For whom the bell tolls

Paul Trewhela on the crushing of the ANC's Prague Spring

A major event in the history of South Africa took place forty years ago, on the morning of 21st August 1968 - the crushing of the Prague Spring in Czechoslovakia by Russian tanks. This totalitarian crime, the destruction of the freedom of one nation by the masters of another, was supported and endorsed in public statements by the South African Communist Party and the African National Congress.

As joint participants in the government of the South Africa since the ending of apartheid, despite their official dogma of national liberation, neither party nor the Government of South Africa has made public apology for this affront to the peoples of the Czech Republic and the Slovak Republic. Some nations, apparently, deserve liberation more than others.

The crushing of the Prague Spring is a matter of acute relevance for the people of Georgia now, as with Tibet , for whom it is their own present story. That great bully - the "Great Russian Derzhimorda", as Lenin described him in his deathbed writings, in reference to Stalin - is constantly applauded by the dominant majoritarian party of government in South Africa and its Communist brains trust as if it were the apostle of freedom, and in particular of national freedom. They forget Marx's wise remark, that the nation that enslaves another enslaves itself.

This is the real, open secret of the support of the Mbeki government for the dictatorship of the Mugabe junta in Zimbabwe. The heritage of the Soviet crushing of the Prague Spring, endorsed and supported at the time by Thabo Mbeki and his leading ministers, has governed their silence to this day on the genocidal massacre - the Gukurahundi - by the Mugabe regime in Matabeleland 25 years ago, an affront to any notion of an African Renaissance.

From the support of the SACP and the ANC for the Russian invasion of Czechoslovakia, a clear thread of political consistency led these parties ten years later to establish their own Gulags for political dissenters in the ANC, in particular at Quatro punishment camp in northern Angola. Its principal inmates were young South Africans of the generation of the 1976 Soweto school students' uprising, who had imbibed the libertarian spirit of 1968 prior to the crushing of the Prague Spring.

Idealistic, brave, and filled with a passion to put an end to apartheid, these young people had sought a real and not a slave's education in South Africa and were no different from the young people of Czechoslovakia in their desire for a real and not a sham democracy in their own organisation, the African National Congress.

The first of the demands of the '76 generation in their peaceful mutiny at Viana camp outside Luanda in February 1984 was for a democratic conference of the ANC. (Every member of the National Executive Committee of the ANC up to that time was an appointee. The members of the '76 generation had no elected representation in the NEC, even though they supplied two of the ANC army's three detachments). Their second demand was for the suspension and investigation of the ANC's Security Department, partly because of its brutal KGB-type behaviour, partly because they believed - rightly - that it was infiltrated right up to the top by the South African regime. Their third demand was to be sent to South Africa to fight, rather than be consumed in an Angolan civil war.
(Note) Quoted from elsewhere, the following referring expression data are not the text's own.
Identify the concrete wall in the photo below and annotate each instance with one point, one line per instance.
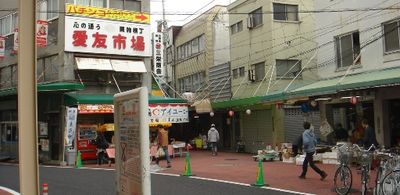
(270, 41)
(368, 23)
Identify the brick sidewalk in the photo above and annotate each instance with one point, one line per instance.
(239, 167)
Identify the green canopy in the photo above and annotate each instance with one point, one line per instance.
(76, 98)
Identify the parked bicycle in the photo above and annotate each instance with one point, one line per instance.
(365, 160)
(385, 167)
(390, 184)
(343, 178)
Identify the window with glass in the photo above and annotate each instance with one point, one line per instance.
(6, 25)
(347, 49)
(392, 36)
(235, 73)
(286, 12)
(241, 71)
(235, 28)
(259, 71)
(256, 17)
(288, 68)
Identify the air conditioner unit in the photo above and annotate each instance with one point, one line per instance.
(252, 75)
(250, 22)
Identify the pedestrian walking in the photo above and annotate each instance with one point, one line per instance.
(309, 142)
(101, 146)
(369, 135)
(213, 138)
(163, 143)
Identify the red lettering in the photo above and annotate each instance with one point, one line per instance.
(80, 38)
(119, 41)
(138, 43)
(99, 40)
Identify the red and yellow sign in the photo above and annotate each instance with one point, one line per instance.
(107, 13)
(95, 108)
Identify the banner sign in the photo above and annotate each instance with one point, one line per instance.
(2, 46)
(158, 57)
(108, 37)
(95, 108)
(70, 119)
(132, 158)
(42, 29)
(107, 13)
(172, 113)
(16, 41)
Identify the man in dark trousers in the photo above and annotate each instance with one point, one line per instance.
(309, 142)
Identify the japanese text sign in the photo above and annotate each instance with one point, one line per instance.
(107, 13)
(158, 54)
(42, 29)
(70, 119)
(172, 113)
(107, 37)
(2, 46)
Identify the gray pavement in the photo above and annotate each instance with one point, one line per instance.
(66, 181)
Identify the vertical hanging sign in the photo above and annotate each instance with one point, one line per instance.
(70, 127)
(42, 28)
(158, 58)
(2, 46)
(16, 41)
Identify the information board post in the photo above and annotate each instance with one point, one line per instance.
(132, 158)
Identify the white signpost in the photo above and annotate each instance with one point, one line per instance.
(132, 142)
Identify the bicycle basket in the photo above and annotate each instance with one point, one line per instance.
(344, 154)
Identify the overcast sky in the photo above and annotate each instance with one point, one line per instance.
(176, 10)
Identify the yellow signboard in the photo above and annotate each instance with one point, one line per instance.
(107, 13)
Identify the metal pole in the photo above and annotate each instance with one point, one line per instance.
(27, 103)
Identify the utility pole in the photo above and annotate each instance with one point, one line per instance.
(27, 99)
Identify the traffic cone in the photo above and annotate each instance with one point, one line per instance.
(45, 189)
(188, 169)
(78, 160)
(260, 176)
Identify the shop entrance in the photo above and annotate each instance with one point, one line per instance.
(394, 122)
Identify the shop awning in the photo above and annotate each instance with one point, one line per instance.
(237, 102)
(365, 80)
(110, 65)
(75, 99)
(43, 87)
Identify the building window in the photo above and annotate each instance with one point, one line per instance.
(288, 68)
(259, 71)
(47, 9)
(235, 28)
(235, 73)
(255, 18)
(347, 49)
(241, 72)
(392, 36)
(286, 12)
(6, 25)
(191, 48)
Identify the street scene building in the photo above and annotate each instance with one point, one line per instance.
(85, 55)
(254, 70)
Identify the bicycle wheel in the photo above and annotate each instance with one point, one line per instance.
(391, 182)
(343, 180)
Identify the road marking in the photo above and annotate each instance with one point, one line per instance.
(9, 190)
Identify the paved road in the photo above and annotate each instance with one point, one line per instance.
(66, 181)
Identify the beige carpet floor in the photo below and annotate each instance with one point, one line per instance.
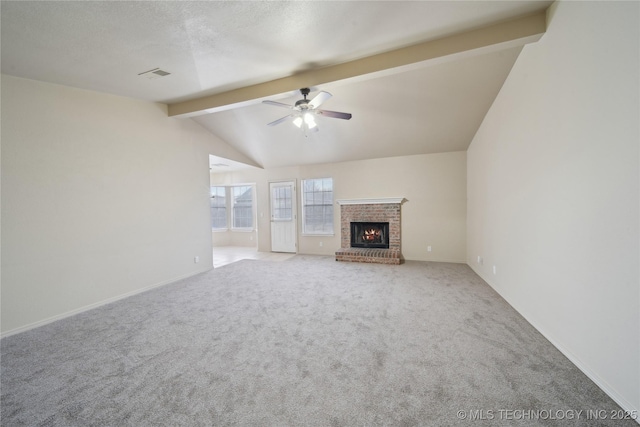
(304, 342)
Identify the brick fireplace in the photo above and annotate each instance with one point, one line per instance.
(385, 210)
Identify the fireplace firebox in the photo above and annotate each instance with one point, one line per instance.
(370, 235)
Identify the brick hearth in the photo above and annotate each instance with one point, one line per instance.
(370, 210)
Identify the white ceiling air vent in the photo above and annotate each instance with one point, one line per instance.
(156, 73)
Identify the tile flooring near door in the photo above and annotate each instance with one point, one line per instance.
(224, 255)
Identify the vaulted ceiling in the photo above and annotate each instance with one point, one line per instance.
(418, 77)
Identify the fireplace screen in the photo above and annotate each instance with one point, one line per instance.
(370, 235)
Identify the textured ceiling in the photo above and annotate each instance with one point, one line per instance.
(213, 47)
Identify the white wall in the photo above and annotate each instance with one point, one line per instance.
(433, 215)
(102, 196)
(553, 191)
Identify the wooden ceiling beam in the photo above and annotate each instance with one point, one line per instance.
(516, 32)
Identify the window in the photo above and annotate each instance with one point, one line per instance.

This extraordinary mutiny, in which the mutineers' demand was to be sent to the front rather than withdrawn from battle, was the ANC's Prague Spring. Its crushing was as the crushing of Czechoslovakia by Russian tanks.

This generation from the mutiny in the ANC in 1984, the generation of '76, continues to remain politically mute in South Africa, a generation without a voice, inhibited by its memory of the capacity for violence of the ANC's Stalinist heritage. When it hears of the crushing of the Prague Spring in August 1968, it thinks in the spirit of John Donne's Meditation of 1624: 

No man is an island entire of itself...
... never send to know for whom
the bell tolls; it tolls for thee.

August 21st 2008 is a day for the most profound meditation in South Africa, the anniversary of the occasion when its governing party directly endorsed dictatorship.

Never send to know for whom the bell tolls; it tolls for thee.